Programming Parallel Computers

Instructions

Rules

Please read carefully the description of each individual task for detailed rules. Please note that some tasks ask you to use a specific algorithm or technique, while others give you a lot more freedom.

Your code has to compile and run correctly in the computers we use for automatic grading. Other than that, there are only a few specific rules you need to follow (see below). You have got lots of freedom and plenty of room for creativity — among others, you can freely use OpenMP, GCC vector extensions and other GCC-specific extensions, compiler intrinsics, inline assembly, POSIX library functions, etc.

Please keep in mind that our automatic tests are primarily there to help you catch honest mistakes. Your code has to work correctly for all possible inputs.
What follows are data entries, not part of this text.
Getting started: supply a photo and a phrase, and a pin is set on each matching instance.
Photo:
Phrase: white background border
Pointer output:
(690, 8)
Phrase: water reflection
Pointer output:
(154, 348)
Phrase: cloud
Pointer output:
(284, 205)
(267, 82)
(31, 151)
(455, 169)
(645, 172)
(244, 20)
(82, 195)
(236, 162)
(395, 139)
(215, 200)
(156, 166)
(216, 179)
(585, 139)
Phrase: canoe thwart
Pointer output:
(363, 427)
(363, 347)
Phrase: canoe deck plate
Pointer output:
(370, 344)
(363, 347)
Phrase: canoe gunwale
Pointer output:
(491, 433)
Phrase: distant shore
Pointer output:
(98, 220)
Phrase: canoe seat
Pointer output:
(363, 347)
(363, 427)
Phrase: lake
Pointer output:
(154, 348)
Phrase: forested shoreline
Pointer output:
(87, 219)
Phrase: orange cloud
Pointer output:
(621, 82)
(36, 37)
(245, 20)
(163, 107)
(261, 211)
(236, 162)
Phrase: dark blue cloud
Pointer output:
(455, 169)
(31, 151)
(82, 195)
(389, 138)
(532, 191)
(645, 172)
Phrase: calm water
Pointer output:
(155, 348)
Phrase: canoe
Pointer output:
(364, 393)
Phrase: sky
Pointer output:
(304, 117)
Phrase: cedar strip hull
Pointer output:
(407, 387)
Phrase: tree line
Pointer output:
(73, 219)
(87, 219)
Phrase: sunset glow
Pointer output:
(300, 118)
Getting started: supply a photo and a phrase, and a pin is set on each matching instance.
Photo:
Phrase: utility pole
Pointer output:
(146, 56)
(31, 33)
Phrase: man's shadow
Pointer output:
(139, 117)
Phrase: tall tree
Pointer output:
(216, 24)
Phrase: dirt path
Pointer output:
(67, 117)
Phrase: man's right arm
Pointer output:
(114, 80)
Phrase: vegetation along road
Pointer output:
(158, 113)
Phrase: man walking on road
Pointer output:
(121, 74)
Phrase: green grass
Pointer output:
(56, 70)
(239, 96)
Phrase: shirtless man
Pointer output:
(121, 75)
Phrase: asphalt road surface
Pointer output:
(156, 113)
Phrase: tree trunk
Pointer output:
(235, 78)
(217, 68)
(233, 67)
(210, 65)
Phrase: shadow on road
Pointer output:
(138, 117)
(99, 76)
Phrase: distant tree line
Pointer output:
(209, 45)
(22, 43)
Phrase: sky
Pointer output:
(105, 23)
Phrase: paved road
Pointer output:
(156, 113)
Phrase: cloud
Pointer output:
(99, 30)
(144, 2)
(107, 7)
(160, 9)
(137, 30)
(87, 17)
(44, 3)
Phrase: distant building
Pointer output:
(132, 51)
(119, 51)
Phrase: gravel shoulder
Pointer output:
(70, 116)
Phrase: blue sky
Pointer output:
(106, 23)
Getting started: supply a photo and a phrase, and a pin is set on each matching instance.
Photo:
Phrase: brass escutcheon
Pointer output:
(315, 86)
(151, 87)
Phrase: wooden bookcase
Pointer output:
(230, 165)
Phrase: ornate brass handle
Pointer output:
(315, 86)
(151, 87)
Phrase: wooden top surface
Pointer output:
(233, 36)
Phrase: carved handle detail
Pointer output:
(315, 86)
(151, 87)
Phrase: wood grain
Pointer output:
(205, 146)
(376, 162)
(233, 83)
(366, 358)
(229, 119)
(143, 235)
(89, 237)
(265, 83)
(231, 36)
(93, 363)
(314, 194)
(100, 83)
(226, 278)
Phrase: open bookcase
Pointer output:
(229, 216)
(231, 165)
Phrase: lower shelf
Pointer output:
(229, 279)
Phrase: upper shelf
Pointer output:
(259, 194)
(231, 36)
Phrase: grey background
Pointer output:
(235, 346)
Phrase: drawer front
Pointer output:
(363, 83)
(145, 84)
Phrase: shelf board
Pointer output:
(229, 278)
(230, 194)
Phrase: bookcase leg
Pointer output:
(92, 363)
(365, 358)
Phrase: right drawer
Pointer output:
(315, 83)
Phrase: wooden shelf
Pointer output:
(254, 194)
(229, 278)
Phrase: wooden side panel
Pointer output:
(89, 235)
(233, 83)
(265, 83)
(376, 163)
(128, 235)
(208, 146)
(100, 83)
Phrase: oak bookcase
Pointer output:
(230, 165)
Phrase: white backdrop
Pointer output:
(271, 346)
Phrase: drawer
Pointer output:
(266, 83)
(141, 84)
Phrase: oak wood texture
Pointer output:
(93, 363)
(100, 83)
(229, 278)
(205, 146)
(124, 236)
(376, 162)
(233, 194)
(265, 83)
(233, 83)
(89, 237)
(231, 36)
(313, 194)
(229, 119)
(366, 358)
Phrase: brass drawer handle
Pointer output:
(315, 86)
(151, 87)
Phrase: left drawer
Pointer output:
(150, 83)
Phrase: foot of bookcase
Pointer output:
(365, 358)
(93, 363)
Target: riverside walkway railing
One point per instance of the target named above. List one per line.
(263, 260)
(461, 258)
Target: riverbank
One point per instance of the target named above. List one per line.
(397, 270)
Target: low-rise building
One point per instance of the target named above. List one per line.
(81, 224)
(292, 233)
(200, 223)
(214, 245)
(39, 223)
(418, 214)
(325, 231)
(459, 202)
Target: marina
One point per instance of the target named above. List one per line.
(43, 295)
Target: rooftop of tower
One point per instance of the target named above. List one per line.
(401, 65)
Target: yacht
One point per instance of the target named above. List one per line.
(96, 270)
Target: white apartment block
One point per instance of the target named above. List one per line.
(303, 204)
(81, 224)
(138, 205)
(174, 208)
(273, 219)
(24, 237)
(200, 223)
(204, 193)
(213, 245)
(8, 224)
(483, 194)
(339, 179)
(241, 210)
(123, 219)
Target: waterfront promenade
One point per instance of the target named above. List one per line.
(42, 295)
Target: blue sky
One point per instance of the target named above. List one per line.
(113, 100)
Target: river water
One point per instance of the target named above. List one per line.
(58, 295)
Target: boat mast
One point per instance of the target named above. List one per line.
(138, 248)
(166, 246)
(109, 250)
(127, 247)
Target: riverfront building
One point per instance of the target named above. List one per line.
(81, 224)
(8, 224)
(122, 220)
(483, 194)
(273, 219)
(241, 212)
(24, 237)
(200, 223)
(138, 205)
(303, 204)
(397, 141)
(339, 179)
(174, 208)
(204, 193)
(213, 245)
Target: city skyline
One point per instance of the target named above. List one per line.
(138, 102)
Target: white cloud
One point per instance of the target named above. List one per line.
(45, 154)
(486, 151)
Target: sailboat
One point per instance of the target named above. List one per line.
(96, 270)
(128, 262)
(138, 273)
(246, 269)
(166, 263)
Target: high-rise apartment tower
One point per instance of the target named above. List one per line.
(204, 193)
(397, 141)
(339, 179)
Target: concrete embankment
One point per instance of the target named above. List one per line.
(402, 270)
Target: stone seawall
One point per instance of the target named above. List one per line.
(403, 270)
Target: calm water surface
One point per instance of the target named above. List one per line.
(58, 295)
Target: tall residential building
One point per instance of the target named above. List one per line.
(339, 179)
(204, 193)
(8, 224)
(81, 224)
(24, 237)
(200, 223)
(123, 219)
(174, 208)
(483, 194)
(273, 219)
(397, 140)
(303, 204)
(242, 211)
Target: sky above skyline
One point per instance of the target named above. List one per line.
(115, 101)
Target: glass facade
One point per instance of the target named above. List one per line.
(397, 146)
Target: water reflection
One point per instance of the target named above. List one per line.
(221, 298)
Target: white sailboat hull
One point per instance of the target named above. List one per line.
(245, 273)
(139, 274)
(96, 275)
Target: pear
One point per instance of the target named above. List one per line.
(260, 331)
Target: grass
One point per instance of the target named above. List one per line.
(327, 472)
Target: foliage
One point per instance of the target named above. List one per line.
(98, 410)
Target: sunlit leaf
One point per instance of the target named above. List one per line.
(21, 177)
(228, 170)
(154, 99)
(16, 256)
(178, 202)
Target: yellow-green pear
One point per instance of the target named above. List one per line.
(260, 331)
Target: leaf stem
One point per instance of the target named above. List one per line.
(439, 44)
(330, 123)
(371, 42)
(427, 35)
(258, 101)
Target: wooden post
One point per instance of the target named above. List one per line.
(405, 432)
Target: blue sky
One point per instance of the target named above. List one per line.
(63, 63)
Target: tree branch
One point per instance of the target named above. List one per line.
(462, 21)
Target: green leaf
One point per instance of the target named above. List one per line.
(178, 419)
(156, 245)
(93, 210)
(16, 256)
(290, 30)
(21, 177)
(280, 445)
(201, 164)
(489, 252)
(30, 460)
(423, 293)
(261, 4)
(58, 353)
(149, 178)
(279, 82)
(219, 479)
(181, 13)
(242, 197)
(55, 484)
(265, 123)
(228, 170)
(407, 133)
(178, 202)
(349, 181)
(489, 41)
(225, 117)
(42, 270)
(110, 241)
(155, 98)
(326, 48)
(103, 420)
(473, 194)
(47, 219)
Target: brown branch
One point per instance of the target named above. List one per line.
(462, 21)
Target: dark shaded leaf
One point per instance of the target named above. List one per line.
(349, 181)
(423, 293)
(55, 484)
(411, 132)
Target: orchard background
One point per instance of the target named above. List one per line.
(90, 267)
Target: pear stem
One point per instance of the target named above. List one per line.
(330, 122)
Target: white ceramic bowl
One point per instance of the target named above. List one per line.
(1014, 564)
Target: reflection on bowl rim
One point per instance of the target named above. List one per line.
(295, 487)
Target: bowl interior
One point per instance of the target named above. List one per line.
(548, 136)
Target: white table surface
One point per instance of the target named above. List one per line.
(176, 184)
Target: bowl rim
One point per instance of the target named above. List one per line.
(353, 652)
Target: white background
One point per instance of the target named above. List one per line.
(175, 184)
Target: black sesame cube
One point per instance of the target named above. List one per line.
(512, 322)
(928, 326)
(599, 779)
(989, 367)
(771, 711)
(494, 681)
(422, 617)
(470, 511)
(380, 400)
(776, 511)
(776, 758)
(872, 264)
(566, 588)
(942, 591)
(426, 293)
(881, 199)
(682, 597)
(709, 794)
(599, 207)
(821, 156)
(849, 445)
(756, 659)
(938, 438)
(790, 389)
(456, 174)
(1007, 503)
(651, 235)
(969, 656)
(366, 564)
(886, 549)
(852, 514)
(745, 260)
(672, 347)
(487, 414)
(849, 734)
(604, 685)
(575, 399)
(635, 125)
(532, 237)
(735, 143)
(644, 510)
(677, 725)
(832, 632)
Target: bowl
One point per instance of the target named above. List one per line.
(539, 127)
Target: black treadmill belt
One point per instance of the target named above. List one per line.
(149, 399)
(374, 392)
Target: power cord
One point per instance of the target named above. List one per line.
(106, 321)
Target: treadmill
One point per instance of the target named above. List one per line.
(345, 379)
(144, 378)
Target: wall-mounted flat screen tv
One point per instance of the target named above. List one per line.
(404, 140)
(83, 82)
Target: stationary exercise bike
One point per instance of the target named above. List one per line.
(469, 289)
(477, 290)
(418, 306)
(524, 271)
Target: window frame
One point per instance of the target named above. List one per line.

Please keep in mind that our course staff will read your submissions and will double-check that you have been following the rules.

Be careful with these

You must not have data races or other similar bugs that lead to undefined behavior according to the relevant specifications. It is not enough that the code “seems to work”, it has to be written so that it is guaranteed to work.

In GPU code, you must check for errors in all CUDA API calls — please see our course material for examples of how to do that.

What you cannot use

In CPU code, you are not allowed to use std::valarray or any parallelized or vectorized collections or algorithms in the C++ standard library (e.g. _GLIBCXX_PARALLEL, __gnu_parallel, std::experimental::parallel, std::execution).

In GPU code, you have to stick to the basic CUDA API. For example, you are not allowed use Thrust, cuBLAS, NVBLAS, or other similar libraries.

In the GPU exercises, you are not allowed to use OpenMP (or any other means of multithreading) in the CPU-side code. This helps to ensure that you are doing a majority of computationally intensive calculations in the GPU side. You can still do lightweight single-threaded processing on the CPU side when it is helpful.